We have collected and summarized some of the top questions we received from our recent webinar, “Bug Bounty Programs Debugged: a 360 view”.
For more on this topic watch the full webinar here.
1) Are Bug Bounty programs an essential part of validating product security beyond independent 3rd-party assessments?
Yes, many companies in the technology sector already consider bug bounty an essential part of their secure development practices. However, it is important to emphasize that this is not a replacement for penetration testing or other upfront activities that are part of a traditional secure development lifecycle initiative.
2) What are your thoughts on internal Bug Bounty programs?
Paying for vulnerabilities can create perverse incentives and risks. For example, in a worst case scenario, developers and quality assurance may collude with other parts of the organization to find and create defects and split the cash reward.
An alternative approach is to implement “Capture the Flag” contests using applications developed by the organization. This type of contest will offer prizes to winners for uncovering vulnerabilities – they can then present and explain their findings to all participants.
3) How can organizations manage Bug Bounty programs next to traditional vulnerability management, penetration testing, and red team practices?
Bug Bounty programs should provide feedback to these practices, and the techniques and tools utilized by the researchers should be adopted by organizations. It is crucial to learn from and understand how the internal team missed any vulnerabilities uncovered by external testers. These findings should be used to understand how further development could prevent or completely eradicate the class of vulnerability that was reported.
4) Are Bug Bounty programs for everyone?
Every organization should have a way for the public to securely report vulnerabilities. However, not all organizations should welcome external testers without considering the risks and how to constrain the environment. Some examples include:
- Organizations providing critical infrastructure
- Organizations whose assets can be more valuable than the actual bug reward (bitcoin foundation),
- Organizations where the cost of development workforce is relatively low compared with the reward of a bounty.
5) How should organizations deal with a security researcher’s unethical behavior i.e. going outside the scope of the program?
It is important to understand why a researcher has taken that step.
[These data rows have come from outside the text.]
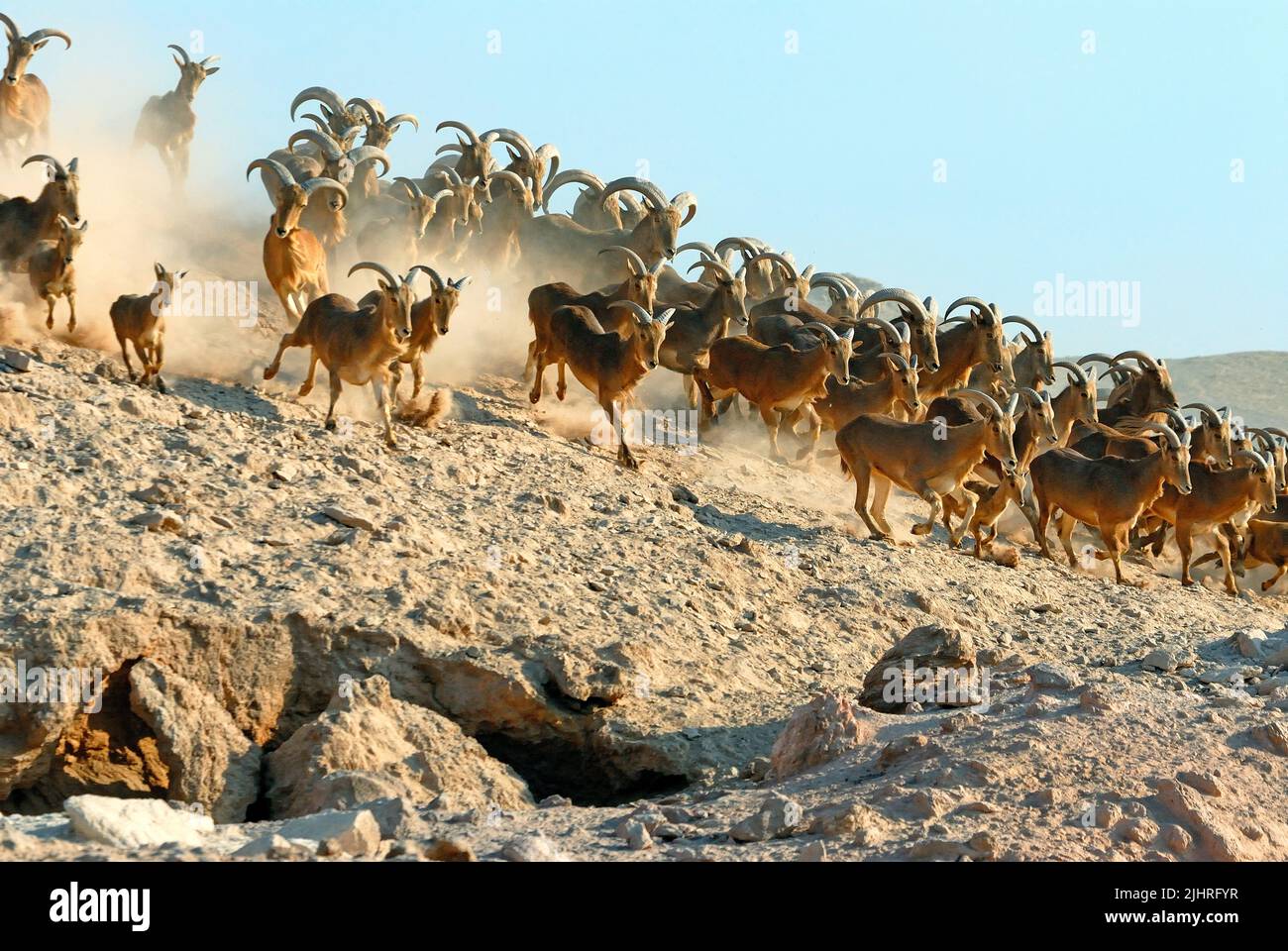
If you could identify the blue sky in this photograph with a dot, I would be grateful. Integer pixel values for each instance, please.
(1106, 165)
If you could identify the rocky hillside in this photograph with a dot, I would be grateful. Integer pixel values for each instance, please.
(1254, 384)
(494, 643)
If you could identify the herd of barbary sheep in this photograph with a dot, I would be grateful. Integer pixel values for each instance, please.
(943, 406)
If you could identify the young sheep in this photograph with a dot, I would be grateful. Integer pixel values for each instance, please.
(429, 321)
(141, 320)
(51, 268)
(356, 342)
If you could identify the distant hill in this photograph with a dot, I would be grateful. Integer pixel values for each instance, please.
(1253, 384)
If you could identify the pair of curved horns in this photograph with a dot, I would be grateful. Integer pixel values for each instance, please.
(14, 33)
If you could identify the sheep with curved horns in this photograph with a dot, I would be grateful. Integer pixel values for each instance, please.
(327, 159)
(430, 318)
(24, 98)
(338, 115)
(356, 342)
(550, 241)
(167, 123)
(589, 209)
(399, 234)
(25, 222)
(51, 269)
(294, 258)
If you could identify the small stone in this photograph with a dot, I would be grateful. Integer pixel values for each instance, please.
(778, 817)
(1137, 830)
(338, 832)
(129, 823)
(531, 848)
(1052, 677)
(1159, 660)
(683, 493)
(638, 836)
(1249, 642)
(274, 847)
(159, 521)
(1274, 736)
(449, 851)
(1176, 839)
(814, 852)
(1203, 783)
(16, 360)
(348, 518)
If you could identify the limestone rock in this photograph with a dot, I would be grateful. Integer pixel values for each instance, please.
(132, 823)
(531, 848)
(778, 817)
(368, 740)
(819, 732)
(338, 832)
(209, 759)
(947, 654)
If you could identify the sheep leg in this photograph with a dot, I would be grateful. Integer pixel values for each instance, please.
(1065, 531)
(335, 396)
(1270, 581)
(881, 495)
(967, 515)
(158, 359)
(1185, 541)
(623, 453)
(708, 403)
(931, 497)
(287, 303)
(1041, 527)
(537, 381)
(815, 432)
(1223, 545)
(377, 386)
(417, 375)
(395, 376)
(532, 359)
(142, 354)
(307, 386)
(287, 342)
(1116, 540)
(771, 419)
(862, 472)
(125, 356)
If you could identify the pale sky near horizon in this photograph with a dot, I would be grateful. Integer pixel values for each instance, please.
(948, 147)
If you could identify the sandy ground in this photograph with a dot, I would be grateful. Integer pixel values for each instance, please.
(709, 594)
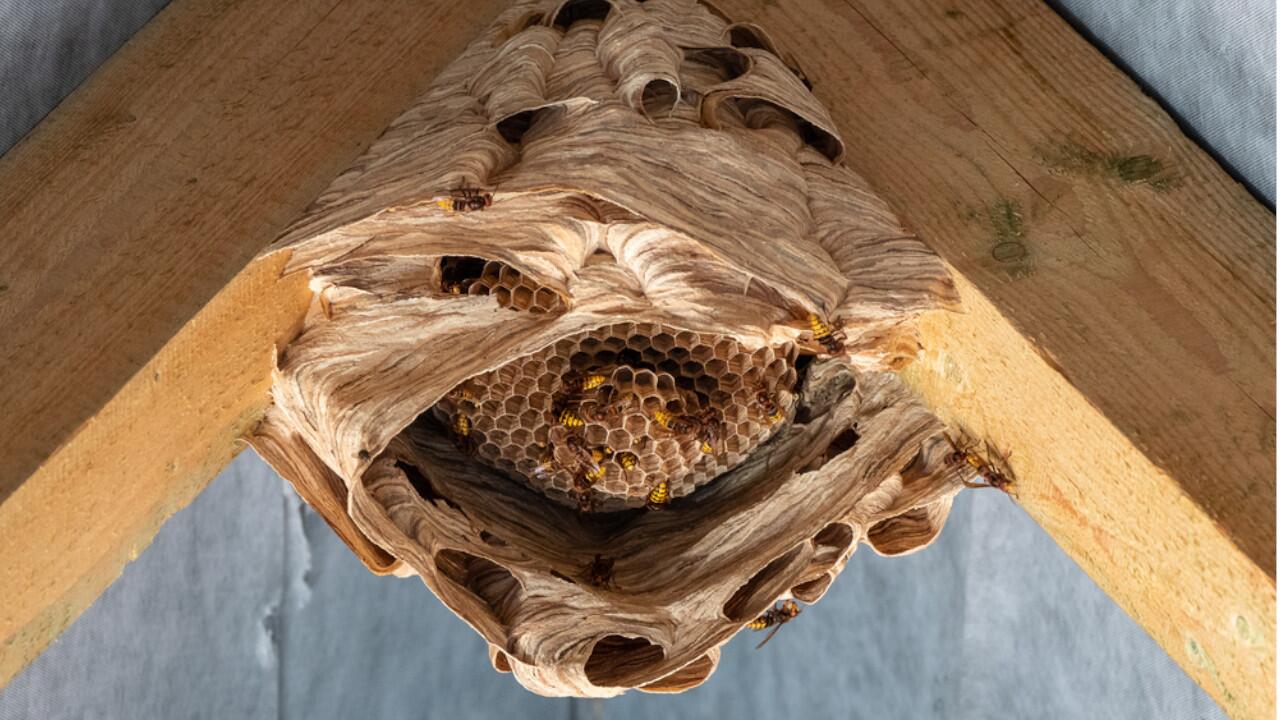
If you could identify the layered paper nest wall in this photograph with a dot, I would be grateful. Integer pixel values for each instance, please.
(657, 199)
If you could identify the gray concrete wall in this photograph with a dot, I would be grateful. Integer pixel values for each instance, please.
(247, 606)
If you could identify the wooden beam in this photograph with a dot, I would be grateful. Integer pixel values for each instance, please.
(1119, 287)
(136, 335)
(1119, 294)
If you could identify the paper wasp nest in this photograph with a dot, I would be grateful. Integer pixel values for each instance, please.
(600, 347)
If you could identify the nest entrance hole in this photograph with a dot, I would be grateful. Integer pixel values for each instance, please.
(493, 587)
(762, 589)
(622, 661)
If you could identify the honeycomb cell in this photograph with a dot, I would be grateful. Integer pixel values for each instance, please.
(704, 383)
(521, 297)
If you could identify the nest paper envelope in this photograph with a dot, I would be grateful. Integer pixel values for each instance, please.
(648, 195)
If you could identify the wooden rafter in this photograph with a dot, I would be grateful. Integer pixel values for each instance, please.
(1118, 340)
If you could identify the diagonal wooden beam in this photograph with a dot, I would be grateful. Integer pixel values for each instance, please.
(1119, 288)
(136, 333)
(1118, 335)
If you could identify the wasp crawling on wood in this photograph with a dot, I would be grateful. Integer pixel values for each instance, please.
(993, 469)
(599, 573)
(828, 336)
(658, 496)
(775, 618)
(465, 200)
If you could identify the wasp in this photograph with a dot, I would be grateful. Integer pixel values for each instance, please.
(764, 401)
(588, 460)
(828, 336)
(466, 199)
(599, 573)
(461, 432)
(576, 383)
(993, 469)
(709, 425)
(627, 460)
(679, 424)
(611, 405)
(584, 500)
(462, 392)
(658, 496)
(566, 417)
(775, 618)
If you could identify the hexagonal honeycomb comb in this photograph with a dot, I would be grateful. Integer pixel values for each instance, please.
(593, 254)
(615, 411)
(508, 286)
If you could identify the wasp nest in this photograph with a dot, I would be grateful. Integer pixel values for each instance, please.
(600, 347)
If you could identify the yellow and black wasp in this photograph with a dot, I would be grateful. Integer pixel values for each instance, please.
(775, 618)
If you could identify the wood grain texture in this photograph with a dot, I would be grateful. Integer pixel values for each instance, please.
(1112, 261)
(187, 153)
(1120, 290)
(686, 264)
(137, 345)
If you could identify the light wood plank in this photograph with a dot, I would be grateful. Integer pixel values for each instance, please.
(1127, 360)
(136, 343)
(1119, 332)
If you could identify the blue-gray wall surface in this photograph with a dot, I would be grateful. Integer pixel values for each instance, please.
(247, 606)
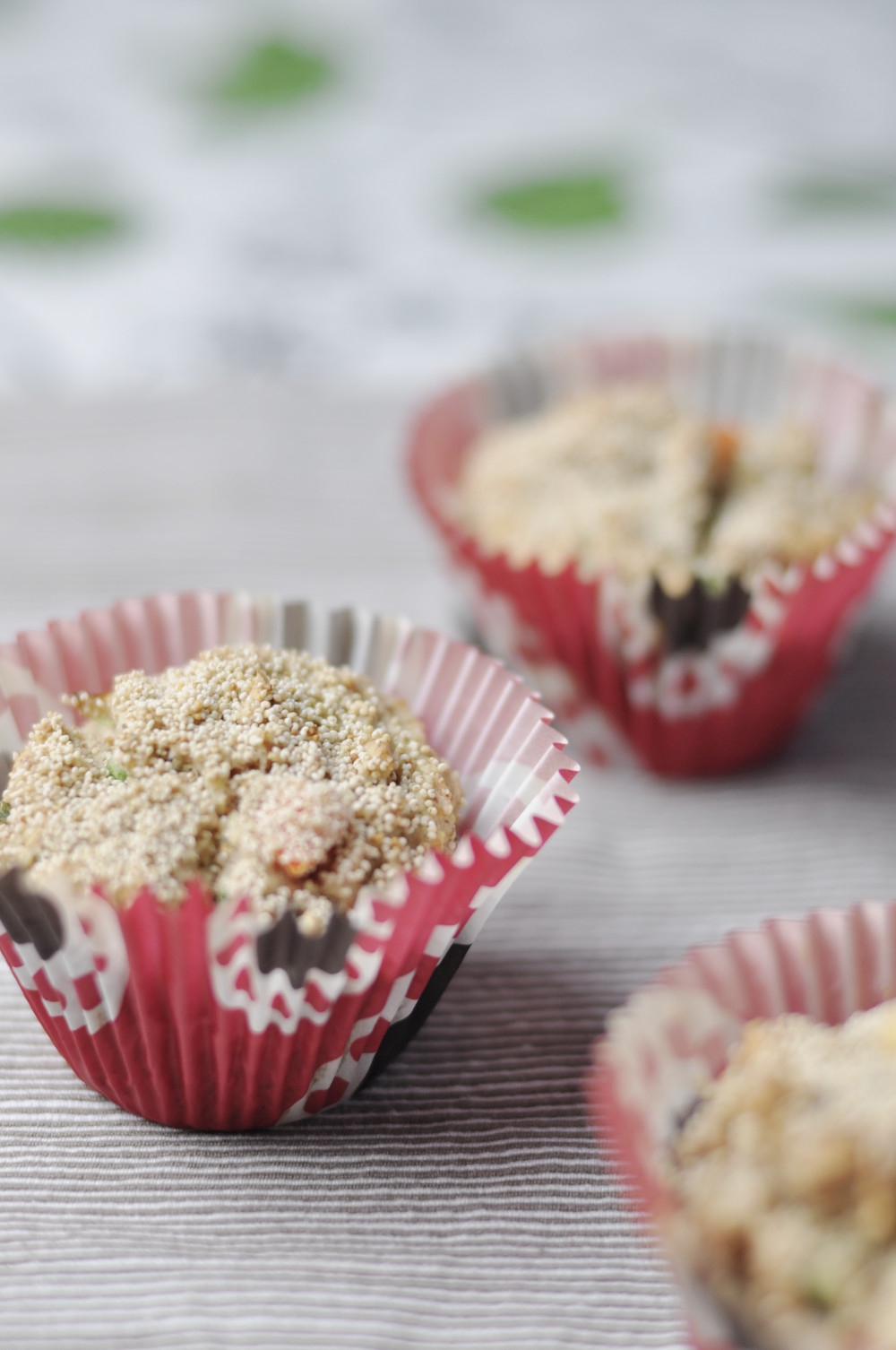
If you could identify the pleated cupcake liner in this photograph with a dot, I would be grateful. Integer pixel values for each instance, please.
(674, 1035)
(743, 670)
(199, 1014)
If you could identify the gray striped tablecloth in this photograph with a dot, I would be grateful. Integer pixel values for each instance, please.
(461, 1199)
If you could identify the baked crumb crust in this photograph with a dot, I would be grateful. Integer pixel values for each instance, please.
(624, 480)
(263, 773)
(787, 1179)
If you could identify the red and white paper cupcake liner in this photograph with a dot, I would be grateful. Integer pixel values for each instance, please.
(194, 1014)
(591, 645)
(674, 1035)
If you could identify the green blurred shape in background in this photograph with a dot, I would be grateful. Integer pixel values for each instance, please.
(57, 224)
(871, 309)
(587, 200)
(275, 74)
(840, 195)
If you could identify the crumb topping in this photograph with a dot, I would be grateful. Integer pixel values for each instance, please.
(267, 774)
(787, 1177)
(624, 480)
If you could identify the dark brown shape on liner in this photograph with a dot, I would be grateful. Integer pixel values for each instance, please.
(693, 619)
(285, 948)
(30, 917)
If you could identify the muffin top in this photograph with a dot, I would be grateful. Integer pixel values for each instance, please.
(787, 1179)
(264, 774)
(624, 480)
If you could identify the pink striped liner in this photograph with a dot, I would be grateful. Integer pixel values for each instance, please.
(671, 1037)
(175, 1013)
(589, 642)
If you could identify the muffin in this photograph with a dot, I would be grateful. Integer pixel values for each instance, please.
(746, 1098)
(237, 878)
(667, 536)
(786, 1177)
(267, 775)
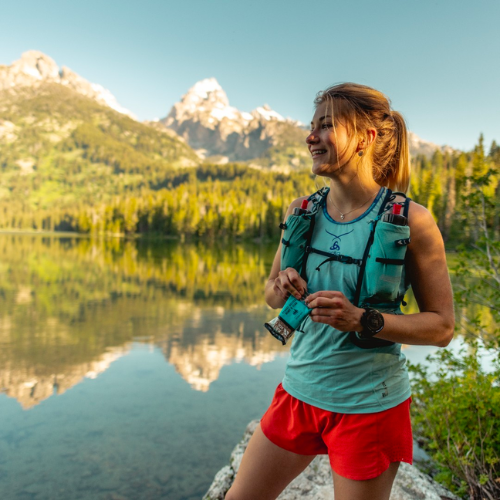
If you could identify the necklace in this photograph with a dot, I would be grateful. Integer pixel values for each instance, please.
(343, 214)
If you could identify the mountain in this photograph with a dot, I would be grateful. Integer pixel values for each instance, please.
(35, 68)
(63, 144)
(214, 128)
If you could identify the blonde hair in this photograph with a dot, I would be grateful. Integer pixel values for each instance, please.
(359, 108)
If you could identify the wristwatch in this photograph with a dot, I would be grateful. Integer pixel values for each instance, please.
(372, 322)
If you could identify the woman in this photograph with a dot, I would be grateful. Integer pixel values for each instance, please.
(337, 398)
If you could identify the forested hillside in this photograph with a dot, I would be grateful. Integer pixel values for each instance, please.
(69, 163)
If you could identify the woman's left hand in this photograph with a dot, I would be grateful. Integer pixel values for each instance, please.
(334, 309)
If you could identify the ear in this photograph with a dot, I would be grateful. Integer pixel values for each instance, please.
(368, 140)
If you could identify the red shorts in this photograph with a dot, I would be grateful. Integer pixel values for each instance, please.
(360, 446)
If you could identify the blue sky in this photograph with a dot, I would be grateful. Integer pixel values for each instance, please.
(437, 60)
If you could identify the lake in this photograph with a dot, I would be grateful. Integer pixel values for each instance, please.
(129, 369)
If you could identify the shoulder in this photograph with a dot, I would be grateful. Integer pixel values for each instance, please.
(419, 216)
(425, 235)
(296, 204)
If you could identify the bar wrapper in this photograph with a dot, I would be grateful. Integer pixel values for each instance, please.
(291, 316)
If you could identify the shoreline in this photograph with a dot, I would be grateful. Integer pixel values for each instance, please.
(315, 482)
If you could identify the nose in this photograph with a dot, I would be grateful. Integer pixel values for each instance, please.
(312, 138)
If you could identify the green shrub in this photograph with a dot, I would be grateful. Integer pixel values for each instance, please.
(456, 412)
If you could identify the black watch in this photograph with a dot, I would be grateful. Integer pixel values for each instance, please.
(372, 322)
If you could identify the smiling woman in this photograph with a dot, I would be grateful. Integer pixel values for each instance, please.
(346, 390)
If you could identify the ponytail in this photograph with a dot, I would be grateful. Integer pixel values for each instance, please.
(362, 107)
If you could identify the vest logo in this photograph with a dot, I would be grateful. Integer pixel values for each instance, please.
(335, 247)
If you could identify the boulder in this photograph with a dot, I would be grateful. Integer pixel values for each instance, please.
(316, 480)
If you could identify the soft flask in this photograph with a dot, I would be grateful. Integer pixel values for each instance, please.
(291, 316)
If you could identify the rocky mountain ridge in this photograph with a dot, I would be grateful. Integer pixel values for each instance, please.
(212, 127)
(35, 68)
(203, 118)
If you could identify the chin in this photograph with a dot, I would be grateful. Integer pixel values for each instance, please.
(322, 169)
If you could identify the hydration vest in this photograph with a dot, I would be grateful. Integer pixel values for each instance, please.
(380, 269)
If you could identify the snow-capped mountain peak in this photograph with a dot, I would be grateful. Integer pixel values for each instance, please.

In some instances, you may want to make an exception to encourage and allow for diversity in your environment. Having people who are willing to be a bit daring and report some things that a black hat could do in practice, can be very beneficial to the success of the program.
However, on other occasions, an organization may need to call out unethical behavior. In fact, there have been instances where a CISO has flagged unethical behavior in public and banned the researcher from their community.
Depending on the situation – a warning is usually a good way to start. Give the yellow card. If the problem persists, move forward with banning the researcher.
6) Should researcher be allowed to go public with a finding?
Some organizations do put restrictions on researchers going public with their findings; this is especially true for public Bug Bounty programs. However, this does not mean researchers cannot publish their work. Many will anonymize the company and discuss their findings in more general terms in articles and blogs.
7) Some researchers are not generating any findings. Should I kick them out of my program?
No. In fact, researchers who are working and not reporting findings are not necessarily a bad thing. It is the researchers who generate noise that you should consider removing from your program, as these are the ones that will be increasing the cost of your program.
8) How do Stroz Friedberg services complement Bug Bounty programs?
Here are a few ways that Stroz Friedberg’s services complement Bug Bounty programs:
Assessing vulnerability reports: The Common Vulnerability Scoring System (CVSS) is not always accurate. Our specialists employ scientific principles and methodologies to assess and prioritize the criticality of security vulnerabilities, providing an organisation with a robust strategy to respond to threats.
Response and coordination: Our team can help contain incidents wherever they occur in the world, and can be deployed and on the ground at an organization within 24 hours when needed.
Recommending mitigations: Researchers or hackers may be able to hunt for and identify vulnerabilities but they are not good at providing solutions to mitigate them. Security vulnerabilities often require focused attention and specialized skills. Our team can work with organisations to develop, implement or oversee remediation plans.